Au travail salarié dès 14 ans
Célina a du mal à nourrir sa famille, il n’y a pas encore de prestations familiales, les enfants doivent travailler tôt. Yvonne, après le certificat d’études, travaille dès 14 ans à la conserverie GOYEL à Quiberon, dirigée par Monsieur DENIS qui habitait la maison derrière chez KERVADEC.
Pendant la guerre l’occupant interdit la sortie des bateaux de pêche, les conserveries ferment faute d’approvisionnement.
Yvonne trouve du travail au Bégo (où se situe une des plus importante batteries du Mur de l’Atlantique, chargée de la défense de la rade de Lorient où la Marine allemande poste, entre autres, les fameux U-boats), avec quatre ou cinq autres femmes.
« on était payées par la Trésorerie de Carnac », elles sont chargées de faire les pluches et la vaisselle et n’ont pas le droit de circuler dans le reste des installations qui relèvent de l’armée, elles ont peu l’occasion de voir les soldats, dont elle n’a rien à dire.
Elle se rend au travail à pied ou par le train, qui s’arrête au passage à niveau au Bégo; parfois les soldats «russes» (en fait ukrainiens) les transportent dans les petits chariots que tirent leurs chevaux « on appelait ça des bailles à cochons », après au moment de la « poche » (une des zones de résistance de l’armée allemande après le débarquement, elle dure d’août 1944 au 10 mai 1945, date de reddition officielle), l’armée leur donne des vélos ; elle se souvient d’un jour où elle passe, avec une amie de longues heures dans le fossé, à hauteur de l’isthme parce que les FFI de Plouharnel tirent sur les silhouettes qu’ils ont vu bouger.
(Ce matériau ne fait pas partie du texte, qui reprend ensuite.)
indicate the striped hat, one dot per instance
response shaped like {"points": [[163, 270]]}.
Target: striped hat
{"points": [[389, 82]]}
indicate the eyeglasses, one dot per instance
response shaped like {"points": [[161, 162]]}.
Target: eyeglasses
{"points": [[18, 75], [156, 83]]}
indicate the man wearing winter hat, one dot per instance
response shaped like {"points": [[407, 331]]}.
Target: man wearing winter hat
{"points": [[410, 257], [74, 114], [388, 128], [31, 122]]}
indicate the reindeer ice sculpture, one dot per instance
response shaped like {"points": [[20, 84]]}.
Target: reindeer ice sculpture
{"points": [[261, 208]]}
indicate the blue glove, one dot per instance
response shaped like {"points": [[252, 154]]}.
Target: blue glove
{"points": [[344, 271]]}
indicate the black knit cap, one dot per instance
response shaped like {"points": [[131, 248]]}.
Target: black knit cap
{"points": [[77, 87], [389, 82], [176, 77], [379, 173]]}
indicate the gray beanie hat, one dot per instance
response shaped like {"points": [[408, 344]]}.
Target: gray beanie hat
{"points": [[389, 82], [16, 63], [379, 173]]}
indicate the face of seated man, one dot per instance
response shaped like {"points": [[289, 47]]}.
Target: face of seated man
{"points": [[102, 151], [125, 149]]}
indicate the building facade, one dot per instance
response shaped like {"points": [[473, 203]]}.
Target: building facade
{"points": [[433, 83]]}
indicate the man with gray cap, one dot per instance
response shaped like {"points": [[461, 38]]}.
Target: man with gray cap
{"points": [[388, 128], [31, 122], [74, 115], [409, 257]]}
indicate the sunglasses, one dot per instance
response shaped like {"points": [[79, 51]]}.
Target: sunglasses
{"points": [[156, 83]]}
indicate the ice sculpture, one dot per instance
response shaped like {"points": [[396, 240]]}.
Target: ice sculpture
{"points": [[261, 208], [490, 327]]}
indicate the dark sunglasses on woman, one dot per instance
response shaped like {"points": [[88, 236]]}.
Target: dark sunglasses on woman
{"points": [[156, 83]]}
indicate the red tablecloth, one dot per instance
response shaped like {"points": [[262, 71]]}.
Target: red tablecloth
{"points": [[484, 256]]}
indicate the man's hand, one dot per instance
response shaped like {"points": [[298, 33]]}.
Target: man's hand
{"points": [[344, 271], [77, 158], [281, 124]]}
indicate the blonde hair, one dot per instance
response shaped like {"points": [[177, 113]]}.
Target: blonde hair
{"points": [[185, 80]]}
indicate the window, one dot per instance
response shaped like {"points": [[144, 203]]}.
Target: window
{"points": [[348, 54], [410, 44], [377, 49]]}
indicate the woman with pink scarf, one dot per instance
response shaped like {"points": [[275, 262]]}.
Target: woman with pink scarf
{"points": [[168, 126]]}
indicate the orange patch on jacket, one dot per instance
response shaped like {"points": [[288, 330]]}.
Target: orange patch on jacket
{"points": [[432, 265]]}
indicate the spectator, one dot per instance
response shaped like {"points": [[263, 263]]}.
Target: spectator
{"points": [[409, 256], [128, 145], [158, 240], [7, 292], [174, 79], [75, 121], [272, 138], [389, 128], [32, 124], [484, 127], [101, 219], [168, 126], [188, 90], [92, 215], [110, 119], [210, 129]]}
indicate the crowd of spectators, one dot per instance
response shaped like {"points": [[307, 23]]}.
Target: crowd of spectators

Il faut travailler, même pour un peu de nourriture
René à partir de 10-12 ans, va garder les vaches ou les moutons, pour Le QUELLEC (le père de Madame Kervadec, qui tient avec son mari une boucherie) son ami André LUCAS garde les bêtes du boucher BRUZAC, où la patronne est une fille KERZHERO (Marie-Thérèse KERZHERO, née le 27 février 1914, mariée le 12 juin 1933 à Joseph BRUZACH, décédée le 19 janvier 1997), juste pour gagner un repas.
Pendant la guerre ils arrivent à manger, grâce aux jardins, aux poules, se chauffent en allant ramasser du bois ; Yvonne se souvient que pendant la « poche » c’est un bateau « Notre Dame du Bon Secours » qui apporte le ravitaillement pour la presqu’île, ce qui a inspiré une chanson sur l’air de « Notre Dame de Lotivy » « Notre Dame du Bon Secours pendant votre court séjour demandez aux grâces surnaturelles d’ouvrir la porte du Bégo » .
Mais pour les enfants il y a toujours des jeux et des plaisirs
Cette vie rude n’est pas malheureuse, les enfants du village jouent ensemble, ils se retrouvent dans le hangar de Tintin ( Célestin) EVENO au centre du village, aujourd’hui démoli et remplacé par le parking, René se souvient de Monsieur PADELLEC de Portivy, le père d’Hubert, qui joue de l’accordéon. Yvonne et René racontent tous les deux le jeu de « quasimodo »( en référence à la Fête religieuse de Quasimodo, le dimanche après Pâques) c’est-à-dire se lancer des objets qui se cassent, œufs ou vieilles poteries, celui qui laisse tomber l’objet a un gage ; ils jouent à saute-mouton, à la marelle, à cache-cache, les filles ont des poupées ; les garçons testent aussi leur force en soulevant des objets lourds.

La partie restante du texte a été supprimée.